Making Step Libraries Thread Safe

Brief Progess Report

I have been working on making the Step Libraries thread safe as a part of Google Summer of Code program. The libraries which I have targeted are (in the following order)

  • cllazyfile
  • clstepcore
  • cleditor
  • cldai

I am done with making cllazyfile thread safe. I also have covered around 6K lines of codes of clstepcore library.

Considering the fact cllazyfile, cleditor & cldai all contain on avg \~3K lines of code and clstepcore contains \~17K lines of code. It can be safely said that I am 35% done with the thread safe objective. Its clear that I am lagging behind (ideally it should have been around 50%), but my progress is not disappointing either.

Work Done

Most work uptill now has been done by using a (Test-Driven Development) TDD approach. Under this approach I create a test first and in it invoke the features I wish to make thread-safe. Sometimes the classes / functions are very small or the change require to make them thread-safe is trivial. In such cases to save time I don't follow the TDD approach and I directly jump to the development part.

Testing Methodology

Each of my unit test checks multiple features of a class for thread-safety. For a particular feature, the unit test typically consist of 3 parts.

  1. An instance of the class is created. The feature/s (same or different) to be checked are called twice in serial manner.
  2. Another instance of the class is created. This time the feature/s (same or different) to be checked are called in parallel by different threads, with the same load as in step 1. The load is kept-heavy so that the operations by the two threads overlap in time domain.
  3. Both instances are compared for any disparity. Harmless differences like order of occurrence, of various entities inside the data structures, are ignored. For checking the internal data structures, already available public API's are used. However wherever needed new API's have also been created for this purpose.

The step 2 & 3 are repeated multiple times. If a disparity is found it is immediately reported and the check fails.

Development Methodology

The features which were targeted were the public APIs. e.g. For cllazyfile library the functions of the class lazyInstMgr were targeted as it was the only class which was meant to be visible to the user of that library. The code changes can be roughly divided into 2 parts.

Pre-Processing

This part mainly consist of code refactoring. These changes by themselves do not make the code thread safe, however they make the job of making code thread safe much easier. No mutex (or equivalent) is invoked in this part. Couple of examples where I needed preprocessing are:

  • gennodelist and gennode classes: This link-list structure was difficult to make thread-safe in its original form. This was because an operation on one node could change the state of another node.

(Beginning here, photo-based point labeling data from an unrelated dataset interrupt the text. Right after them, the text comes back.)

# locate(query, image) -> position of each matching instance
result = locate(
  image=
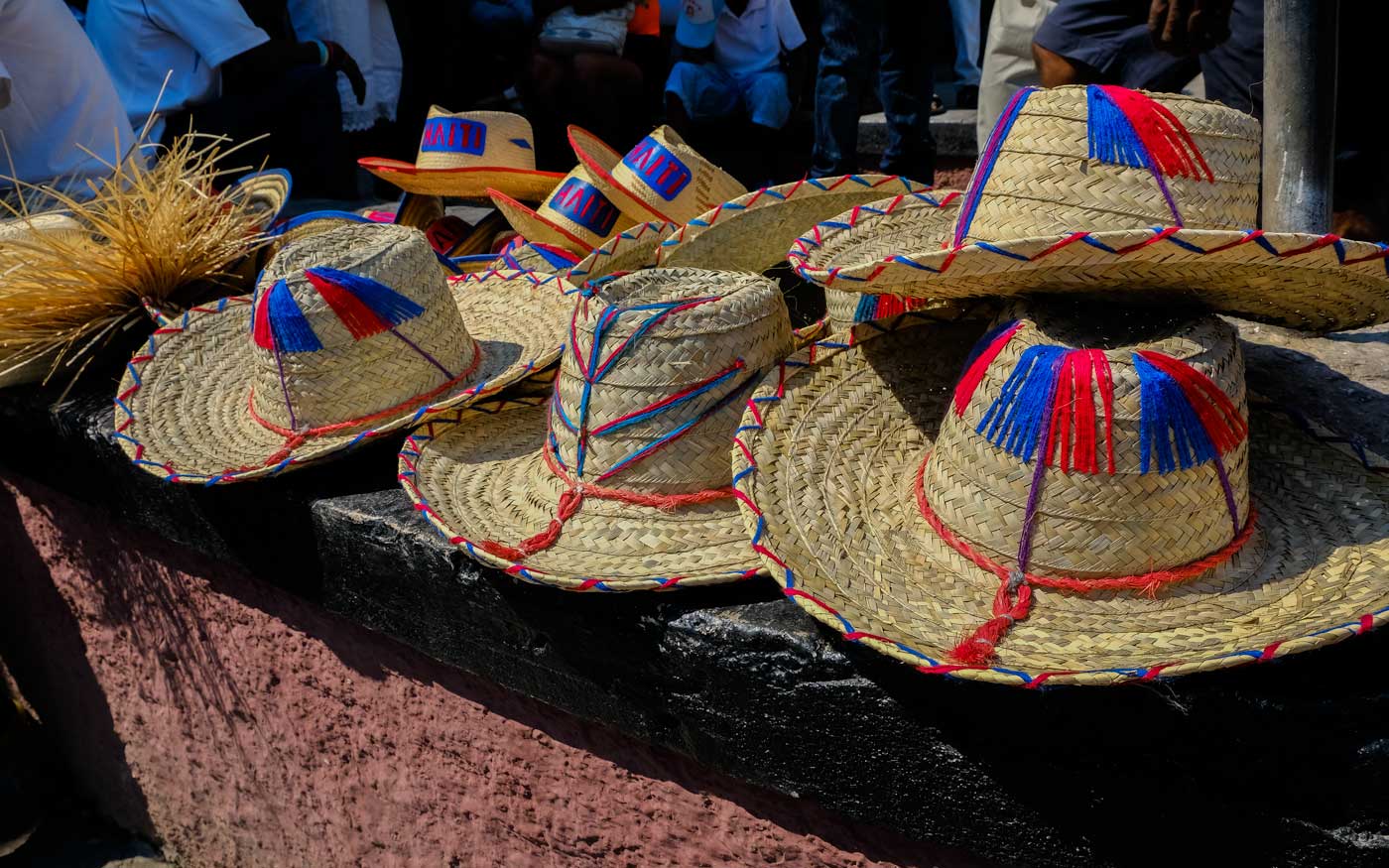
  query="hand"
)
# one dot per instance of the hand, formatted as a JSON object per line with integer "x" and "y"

The classes were modified so that a node could modify state of another node only through its parent list.
  • ExpDict.h/.cc/.inline.cc files: These contain multiple classes which were similar and not thread-safe. Hence another class was created which would contain all the features and act as superclass. Now only this new superclass was needed to be made thread safe. Lot of duplicated code was removed this way.
Thread-Safety

A feature could be thread-unsafe due to the following reasons.

  1. It does file I/O.
  2. It modifies the state of a thread-unsafe data structure / counter.
  3. It modifies the state of multiple data structures / counters which should be consistent at all time.
  4. It provides a reference to a read unsafe data structure to the user.

For 1. & 3. the only way out was using fat lock. For 2. I had an option of using a fat-lock or making the structure itself thread safe. I chose the latter in cases where many classes were taking dependency on the same data-structure. Structures described in 4. were found in cllazyfile library. Whenever such a feature was invoked, clones of that data structure were made.

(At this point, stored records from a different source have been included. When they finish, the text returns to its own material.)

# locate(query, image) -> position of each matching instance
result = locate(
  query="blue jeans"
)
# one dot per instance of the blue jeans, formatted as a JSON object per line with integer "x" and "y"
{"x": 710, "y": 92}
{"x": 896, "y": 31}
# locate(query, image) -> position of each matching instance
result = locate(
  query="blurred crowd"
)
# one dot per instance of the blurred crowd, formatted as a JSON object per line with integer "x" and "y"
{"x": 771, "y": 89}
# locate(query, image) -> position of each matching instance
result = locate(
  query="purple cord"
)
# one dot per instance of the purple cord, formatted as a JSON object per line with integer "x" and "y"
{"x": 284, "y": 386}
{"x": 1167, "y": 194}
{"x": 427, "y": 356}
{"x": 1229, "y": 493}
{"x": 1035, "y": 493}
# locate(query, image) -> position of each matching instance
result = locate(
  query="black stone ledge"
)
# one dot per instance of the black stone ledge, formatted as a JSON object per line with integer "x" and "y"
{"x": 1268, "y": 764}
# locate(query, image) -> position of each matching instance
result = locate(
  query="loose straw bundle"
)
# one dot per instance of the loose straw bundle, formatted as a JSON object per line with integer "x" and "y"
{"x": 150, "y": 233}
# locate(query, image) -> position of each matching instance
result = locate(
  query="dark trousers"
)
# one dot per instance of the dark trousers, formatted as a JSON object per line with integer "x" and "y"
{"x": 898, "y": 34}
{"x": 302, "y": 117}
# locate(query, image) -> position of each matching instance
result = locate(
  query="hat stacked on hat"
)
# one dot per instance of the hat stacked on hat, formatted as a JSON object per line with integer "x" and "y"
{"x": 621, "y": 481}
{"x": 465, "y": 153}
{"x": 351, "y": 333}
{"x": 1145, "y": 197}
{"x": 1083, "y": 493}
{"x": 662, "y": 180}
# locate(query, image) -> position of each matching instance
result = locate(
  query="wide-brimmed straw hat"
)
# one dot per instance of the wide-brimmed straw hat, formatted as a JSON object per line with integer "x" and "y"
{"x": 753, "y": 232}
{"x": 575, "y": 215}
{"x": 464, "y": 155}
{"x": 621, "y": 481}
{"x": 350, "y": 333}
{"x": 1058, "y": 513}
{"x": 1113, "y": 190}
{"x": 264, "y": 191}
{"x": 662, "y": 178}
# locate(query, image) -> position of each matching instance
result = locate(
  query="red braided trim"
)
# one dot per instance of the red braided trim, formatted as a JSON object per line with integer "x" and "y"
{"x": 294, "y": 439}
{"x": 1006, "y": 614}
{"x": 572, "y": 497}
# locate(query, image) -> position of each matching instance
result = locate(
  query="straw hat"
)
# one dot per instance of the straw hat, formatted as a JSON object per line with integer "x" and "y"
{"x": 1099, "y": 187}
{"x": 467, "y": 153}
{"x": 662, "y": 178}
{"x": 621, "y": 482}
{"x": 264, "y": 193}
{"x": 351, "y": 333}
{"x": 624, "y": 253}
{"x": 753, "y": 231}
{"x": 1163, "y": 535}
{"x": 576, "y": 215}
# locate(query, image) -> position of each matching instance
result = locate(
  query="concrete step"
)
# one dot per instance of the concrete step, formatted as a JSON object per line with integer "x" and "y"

For locking either a std::mutex or a std::recursive_mutex was used. The changes also included invoking the HAVE_STD_THREADS macro in the cmake files.

The Grey Area

I started this project with literally no knowledge of cmake files. But in-order to compile my changes I had to modify some of the existing cmake files. Unlike my C++ coding, I am not very confident about these modifications. They should be looked into carefully in future before merging the branches.

Amount of Coding Done

I regularly commit my code to hj/thread-safety branch in the github repository. One can see my changes here. In short I have modified / added 43 files, done 1949 additions and 622 deletions. About 1100 of the additions are due to new unit tests. To see my daily logs do visit logs.

The Other Works

Apart from participating in GSOC this year I am also doing the following work.

  • M-Tech Project: I also started M.Tech Project this summer. I am continuing the work started by a senior. In order to prevent my work from getting monotonous I switch back and forth between my M.Tech Project and GSOC Project (giving 85% of the time to the latter). I will have a kick-off meeting on July, 3rd with the company which is funding my project.
  • TA'ship: Since I was staying in the college for summers, I opted for being a TA in one of the summer courses. Its a nice experience. However the TAship duties demand 4-5 hrs of my working time on Wednesdays. The summer course will end by July, 10.